More than 30 years after the United States stopped spraying the herbicide Agent Orange during the Vietnam War, researchers are finding levels of cancer-causing dioxins in young children.

Agent Orange is one of the touchiest issues in relations between the former enemies. Last year the United States and Vietnam agreed to work together to study the long-term effects on the Vietnamese people.

U.S. Ambassador Raymond Burghardt said in the conference's opening ceremonies Sunday that there are no simple answers to how much damage Agent Orange has done to Vietnam. But he said it is a good sign that American and Vietnamese government scientists are studying the issue together.

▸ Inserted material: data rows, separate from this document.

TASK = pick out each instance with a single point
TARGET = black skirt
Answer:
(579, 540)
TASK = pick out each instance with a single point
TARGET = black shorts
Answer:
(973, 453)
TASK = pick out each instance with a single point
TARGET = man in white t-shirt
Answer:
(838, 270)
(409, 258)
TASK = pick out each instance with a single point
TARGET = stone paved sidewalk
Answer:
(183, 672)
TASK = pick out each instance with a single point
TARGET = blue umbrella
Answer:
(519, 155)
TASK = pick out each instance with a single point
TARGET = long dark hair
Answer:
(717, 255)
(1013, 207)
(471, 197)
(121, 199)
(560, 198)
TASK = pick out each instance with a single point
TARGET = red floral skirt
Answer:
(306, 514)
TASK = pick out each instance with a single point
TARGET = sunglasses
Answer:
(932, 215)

From 1962 to 1971, the United States sprayed some 68 million liters of Agent Orange over southern Vietnam, trying to kill off the jungle growth hiding North Vietnamese forces.

Agent Orange contains dioxin, which can cause cancer and a host of other problems, including birth defects.

Vietnam's government claims more than one million people are victims of Agent Orange. For years, Hanoi demanded reparations from the United States, but dropped that demand when it established diplomatic relations with Washington

Washington has ruled out paying compensation to Vietnam. It pays compensation to a limited number of U.S. war veterans exposed to Agent Orange. The makers of Agent Orange - Dow Chemical and Monsanto Cos. - also paid damages to some veterans after losing a $180 million lawsuit.

Before the conference, the head of the Vietnam Red Cross said that victims associations are preparing to file their own lawsuit in American courts. Findings from this week's conference could end up helping their case.